La politique de collatéral de la banque centrale protège ainsi l’Eurosystème du risque de défaut lorsqu’il prête les liquidités nécessaires pour lutter contre les crises financières. Elle se définit par les types d’actifs éligibles en garantie (obligations d’État ou d’entreprises ou produits structurés par exemple), ainsi que par leur niveau de risque maximal acceptable (leur note minimale). Étant données ces règles d’éligibilité, les banques choisissent le panier d’actifs qu’elles déposent.
Le débat sur la qualité du collatéral
Le débat sur la prise de risque du système bancaire et de la banque centrale causée par le prêt en dernier ressort est aussi ancien que les banques centrales.
En réponse à la crise, les règles de collatéral ont été étendues dans le but d’assurer la transmission de la politique monétaire. Certains économistes ont critiqué la permissivité de ces règles, qui inciteraient selon eux les banques à déposer les actifs éligibles les plus risqués à la banque centrale (Nyborg, 2017 et Sinn, 2014). D’autres suggèrent que cela a conduit les banques à une prise de risque excessive dans leur activité de financement de l’économie (Drechsler, Marques-Ibanez et Schnabl, 2016). Le présupposé de ces analyses est que les banques déposeraient toujours le collatéral de plus mauvaise qualité auprès de l’Eurosystème.
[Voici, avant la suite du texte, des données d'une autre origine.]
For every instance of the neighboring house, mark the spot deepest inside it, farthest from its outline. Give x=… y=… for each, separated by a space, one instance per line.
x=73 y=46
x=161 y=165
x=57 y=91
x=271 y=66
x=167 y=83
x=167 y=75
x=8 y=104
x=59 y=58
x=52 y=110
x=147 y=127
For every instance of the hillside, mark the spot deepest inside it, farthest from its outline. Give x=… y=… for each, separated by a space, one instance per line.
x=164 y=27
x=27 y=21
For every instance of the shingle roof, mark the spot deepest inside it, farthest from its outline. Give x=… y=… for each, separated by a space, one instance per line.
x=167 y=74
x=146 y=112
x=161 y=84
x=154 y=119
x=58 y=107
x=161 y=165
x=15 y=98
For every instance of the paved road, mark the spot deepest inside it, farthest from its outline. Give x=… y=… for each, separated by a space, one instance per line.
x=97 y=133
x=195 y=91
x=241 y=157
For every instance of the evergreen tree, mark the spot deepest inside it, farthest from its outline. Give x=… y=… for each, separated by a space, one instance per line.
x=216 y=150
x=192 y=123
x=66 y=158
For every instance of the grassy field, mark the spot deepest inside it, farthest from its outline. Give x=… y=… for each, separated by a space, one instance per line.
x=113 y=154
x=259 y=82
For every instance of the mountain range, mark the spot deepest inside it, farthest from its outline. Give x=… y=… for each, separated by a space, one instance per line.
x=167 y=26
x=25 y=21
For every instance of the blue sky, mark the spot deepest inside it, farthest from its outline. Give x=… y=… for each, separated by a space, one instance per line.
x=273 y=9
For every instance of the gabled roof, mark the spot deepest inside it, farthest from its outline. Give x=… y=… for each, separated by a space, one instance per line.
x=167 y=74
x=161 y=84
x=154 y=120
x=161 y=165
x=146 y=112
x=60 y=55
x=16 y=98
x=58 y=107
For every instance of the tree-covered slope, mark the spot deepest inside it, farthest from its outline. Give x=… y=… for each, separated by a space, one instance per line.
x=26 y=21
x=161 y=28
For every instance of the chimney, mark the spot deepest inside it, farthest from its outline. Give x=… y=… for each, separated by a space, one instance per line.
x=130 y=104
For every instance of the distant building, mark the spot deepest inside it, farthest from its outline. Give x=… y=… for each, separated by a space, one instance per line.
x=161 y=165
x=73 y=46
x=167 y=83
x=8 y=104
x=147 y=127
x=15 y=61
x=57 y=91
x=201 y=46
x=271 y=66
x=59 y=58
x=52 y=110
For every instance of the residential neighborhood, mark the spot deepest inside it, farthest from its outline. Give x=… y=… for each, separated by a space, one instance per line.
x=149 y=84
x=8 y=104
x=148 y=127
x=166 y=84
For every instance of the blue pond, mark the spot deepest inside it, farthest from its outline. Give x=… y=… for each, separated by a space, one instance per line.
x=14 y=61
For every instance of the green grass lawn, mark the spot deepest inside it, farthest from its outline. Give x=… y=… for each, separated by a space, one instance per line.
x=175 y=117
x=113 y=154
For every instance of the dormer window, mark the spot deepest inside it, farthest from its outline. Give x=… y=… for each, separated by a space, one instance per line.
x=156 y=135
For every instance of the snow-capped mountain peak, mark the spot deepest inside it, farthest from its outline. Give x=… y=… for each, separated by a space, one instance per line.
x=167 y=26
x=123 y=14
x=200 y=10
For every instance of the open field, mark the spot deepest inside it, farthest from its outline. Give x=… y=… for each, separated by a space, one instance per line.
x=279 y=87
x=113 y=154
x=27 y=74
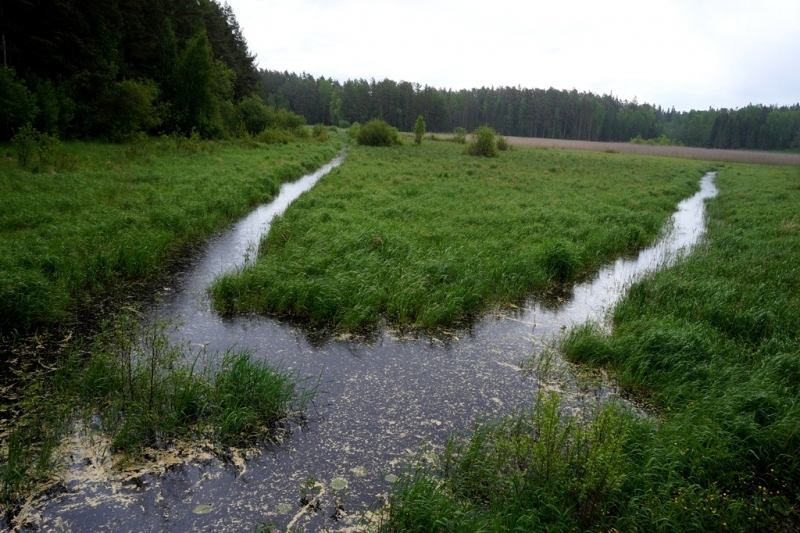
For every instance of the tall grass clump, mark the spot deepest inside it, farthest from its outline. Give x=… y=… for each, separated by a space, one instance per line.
x=540 y=470
x=377 y=132
x=713 y=344
x=149 y=390
x=460 y=135
x=144 y=391
x=483 y=142
x=427 y=236
x=114 y=214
A l’inverse, des banquiers centraux recommandent une large éligibilité du collatéral pour éviter d’entraver la reprise économique (Bindseil, Corsi, Sahel et Visser, 2017 et Tucker, 2014). Cette recommandation s’inscrit dans la tradition de l’éditorialiste à The Economist Walter Bagehot (1873) qui préconise en période de crise une politique d’intervention illimitée en échange de garanties de bonne qualité en temps normal (Bignon, Flandreau et Ugolini, 2012).
De la polémique aux faits
Les critiques de l’Eurosystème n’ont cependant pas démontré que les banques déposeraient toujours le collatéral de plus mauvaise qualité auprès de l’Eurosystème. Nous construisons une mesure permettant d’infirmer cette hypothèse. Pour cela nous calculons l’évolution du risque moyen des actifs déposés en garantie auprès de l’Eurosystème entre janvier 2011 et mai 2016, tel qu’évalué par les notes attribuées par les agences de notation.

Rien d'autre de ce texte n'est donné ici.